Was that real or fake? It’s this type of question invoked by millions of YouTube video viewers that leads a brand to viral video heaven.
Remember when Roger Federer knocked that can off a crewmembers’ head in what they claimed was a trick shot.
Or more recently the Microsoft video of the longest waterslide.
These types of videos aren’t just watched once or partially watched and passed over for the next video link or news story. Viewers are watching repeatedly, tweeting it, posting it, sharing it, and creating an organic buzz as a result of the skepticism surrounding it. Proving the “social” in social media, people are asking, “How’d they do that?” “Is it real?” and “How could they fake that?” Everyone is going online clicking the video up for dispute, playing and pausing and trying to solve the mystery. The online community without any coercion will circulate the video and come together creating CSI-like discussions. Thousands will comment, reply, like and dislike building a brand’s real/fake video into something equivalent to a highly publicized celebrity scandal. In the end, viewers will amplify the “Is it real?” video to rack up millions of hits to a (what seems to be) scantily placed YouTube video.

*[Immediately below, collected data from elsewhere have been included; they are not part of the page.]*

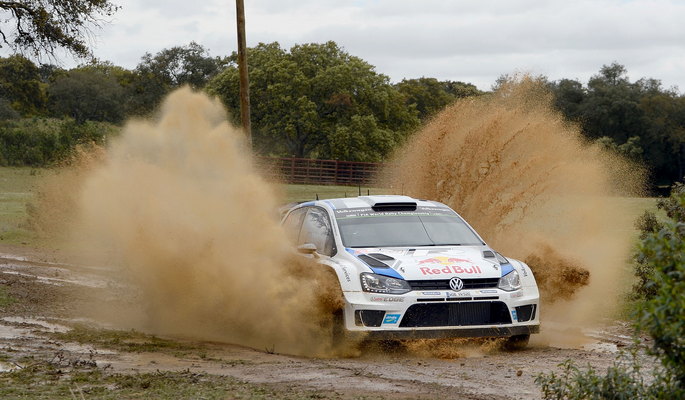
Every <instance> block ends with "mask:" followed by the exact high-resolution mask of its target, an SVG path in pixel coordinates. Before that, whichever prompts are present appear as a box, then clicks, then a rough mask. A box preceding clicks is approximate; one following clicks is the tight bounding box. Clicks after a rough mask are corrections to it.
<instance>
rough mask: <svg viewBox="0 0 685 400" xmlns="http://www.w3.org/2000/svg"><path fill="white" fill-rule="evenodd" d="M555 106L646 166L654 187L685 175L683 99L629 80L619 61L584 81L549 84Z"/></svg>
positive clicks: (584, 125)
mask: <svg viewBox="0 0 685 400" xmlns="http://www.w3.org/2000/svg"><path fill="white" fill-rule="evenodd" d="M550 87H551V89H552V92H553V93H554V95H555V99H556V105H557V107H558V108H559V109H560V110H561V111H562V112H563V113H564V114H565V116H566V117H567V118H569V119H570V120H572V121H576V122H578V123H579V124H580V125H581V126H582V128H583V132H584V133H585V135H586V136H587V137H588V138H589V139H592V140H598V139H599V140H600V141H601V144H602V145H604V146H606V147H609V148H615V149H617V150H618V151H619V152H620V153H623V154H625V155H628V156H629V157H630V158H632V159H634V160H637V161H642V162H645V163H646V164H647V166H648V167H649V169H650V172H651V173H652V176H653V177H654V178H655V181H656V183H657V184H662V185H667V184H670V183H671V182H676V181H678V180H680V179H682V178H683V175H684V174H685V97H683V96H682V95H679V94H678V93H677V92H676V91H675V90H665V89H663V88H662V87H661V82H660V81H658V80H656V79H648V78H643V79H640V80H638V81H636V82H631V81H630V80H629V79H628V75H627V70H626V68H625V67H624V66H623V65H621V64H618V63H613V64H610V65H605V66H603V67H602V68H601V69H600V71H599V73H598V74H596V75H594V76H593V77H592V78H590V80H589V81H588V83H587V85H583V84H582V83H581V82H578V81H575V80H570V79H562V80H559V81H557V82H553V83H551V84H550Z"/></svg>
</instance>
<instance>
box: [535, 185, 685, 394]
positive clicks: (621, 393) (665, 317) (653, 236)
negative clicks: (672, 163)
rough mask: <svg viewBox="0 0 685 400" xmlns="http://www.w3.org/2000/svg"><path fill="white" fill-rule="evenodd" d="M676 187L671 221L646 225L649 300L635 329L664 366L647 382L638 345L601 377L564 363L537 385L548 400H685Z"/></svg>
mask: <svg viewBox="0 0 685 400" xmlns="http://www.w3.org/2000/svg"><path fill="white" fill-rule="evenodd" d="M684 188H685V187H684V186H683V185H678V186H676V187H674V190H673V191H672V193H671V196H670V197H669V198H668V199H665V200H662V201H660V202H659V208H661V209H663V210H665V211H666V214H667V219H666V220H665V221H664V222H663V223H658V222H657V221H656V219H655V218H652V217H651V216H646V217H643V218H642V220H641V223H643V224H644V226H645V227H646V228H648V229H644V230H643V231H642V234H641V243H640V247H639V251H638V254H637V256H638V259H639V260H640V263H641V265H643V266H644V268H646V269H645V271H647V272H644V278H645V281H646V282H647V283H645V285H644V286H643V287H644V289H645V290H649V291H650V292H649V293H650V294H649V297H648V298H647V299H646V300H645V301H644V302H642V303H641V304H640V305H639V306H638V315H637V321H636V328H637V329H638V331H643V332H647V333H648V334H649V335H650V336H651V337H652V338H653V339H654V341H653V346H652V347H651V348H650V349H647V350H648V353H649V354H650V355H652V356H654V357H655V358H656V360H657V361H658V362H659V363H660V364H661V365H660V366H657V368H653V369H650V373H651V376H649V377H648V378H647V379H644V378H643V375H644V374H643V373H642V372H641V371H642V365H641V361H640V359H639V358H638V357H637V353H638V351H639V350H640V348H639V346H638V345H635V346H634V348H633V349H632V351H631V353H630V354H631V355H632V357H631V358H629V359H627V360H626V357H625V356H624V357H623V358H622V359H619V361H617V362H615V363H614V365H613V366H612V367H610V368H609V369H607V371H606V374H604V375H601V374H598V372H597V371H596V370H595V369H594V368H588V369H586V370H581V369H579V368H578V367H577V366H576V365H575V364H574V363H573V362H571V361H566V362H565V363H563V364H561V367H562V371H561V372H560V373H559V374H556V373H554V372H551V373H549V374H541V375H539V376H538V377H537V378H536V383H537V384H538V385H539V386H540V387H541V389H542V394H543V397H544V398H545V399H569V400H571V399H669V400H670V399H680V398H685V295H683V294H684V293H685V221H684V220H683V217H685V212H683V211H685V190H684Z"/></svg>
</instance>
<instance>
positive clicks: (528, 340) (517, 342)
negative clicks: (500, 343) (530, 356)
mask: <svg viewBox="0 0 685 400" xmlns="http://www.w3.org/2000/svg"><path fill="white" fill-rule="evenodd" d="M529 341H530V334H525V335H514V336H510V337H508V338H507V339H506V340H505V341H504V344H503V345H502V347H503V348H504V350H508V351H518V350H523V349H525V348H526V347H527V346H528V342H529Z"/></svg>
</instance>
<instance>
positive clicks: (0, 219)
mask: <svg viewBox="0 0 685 400" xmlns="http://www.w3.org/2000/svg"><path fill="white" fill-rule="evenodd" d="M50 174H51V170H48V169H34V168H10V167H0V243H9V244H14V245H17V244H18V245H38V243H36V241H37V238H36V235H35V234H34V233H33V232H32V231H31V230H30V229H29V228H28V226H27V222H26V220H27V216H28V214H27V204H28V203H29V202H30V201H31V199H33V196H34V192H35V189H36V188H37V186H38V185H39V182H40V180H41V178H43V177H45V176H48V175H50ZM65 190H66V189H65ZM281 190H282V194H283V197H284V199H285V201H286V202H296V201H308V200H314V199H316V197H317V196H318V197H319V198H320V199H331V198H336V197H354V196H357V194H358V193H359V191H360V190H361V191H362V194H367V193H371V194H385V192H384V191H383V190H382V189H375V188H367V187H362V188H358V187H356V186H331V185H283V187H282V188H281ZM41 244H42V243H41Z"/></svg>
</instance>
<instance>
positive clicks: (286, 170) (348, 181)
mask: <svg viewBox="0 0 685 400" xmlns="http://www.w3.org/2000/svg"><path fill="white" fill-rule="evenodd" d="M259 163H260V164H261V166H262V168H263V170H264V171H265V172H266V174H267V175H268V176H269V177H271V178H273V179H278V180H280V181H282V182H286V183H294V184H306V185H341V186H357V185H368V184H370V183H372V181H373V179H374V178H375V176H376V173H377V172H378V171H379V170H380V169H381V167H382V166H383V164H381V163H369V162H355V161H339V160H313V159H308V158H287V157H285V158H279V157H259Z"/></svg>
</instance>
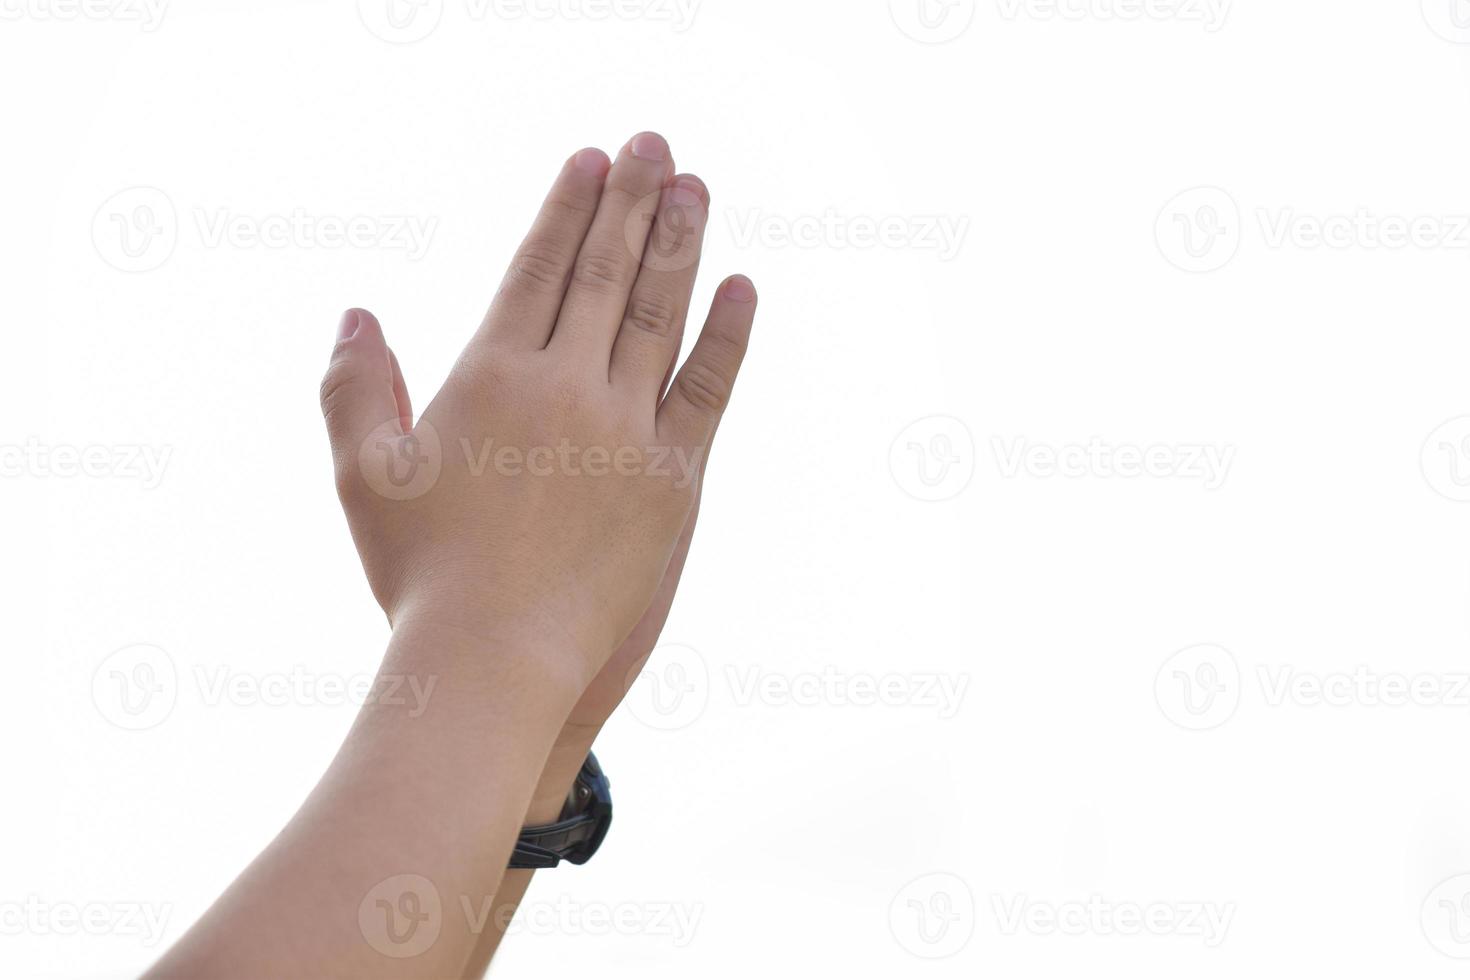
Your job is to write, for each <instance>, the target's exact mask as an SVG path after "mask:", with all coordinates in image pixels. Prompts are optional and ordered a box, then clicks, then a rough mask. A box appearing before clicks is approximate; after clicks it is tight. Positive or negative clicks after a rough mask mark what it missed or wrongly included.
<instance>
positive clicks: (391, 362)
mask: <svg viewBox="0 0 1470 980" xmlns="http://www.w3.org/2000/svg"><path fill="white" fill-rule="evenodd" d="M388 364H390V366H391V367H392V401H394V404H397V406H398V428H401V429H403V430H404V432H412V430H413V401H412V400H410V398H409V383H407V382H406V381H404V379H403V369H401V367H398V356H397V354H394V353H392V348H391V347H390V348H388Z"/></svg>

Some brands do this very well and some well, they might be making it a little too obvious like this one just done by Pepsi where David Beckham nonchalantly kicks not one but three soccer balls into trash cans in the far away distance.
However, that said it didn’t stop this “Is it real?” genre video from going into viral bliss as it approaches the 4 million views mark. What really makes this genre of video almost always a home-run for brands is its playful nature. Yes, they are messing with the viewer, but they are also entertaining them and usually using a celebrity to do so, and in return receive a highly positive response from viewers/customers who enjoy the challenge of putting their inquisitive skills to the test.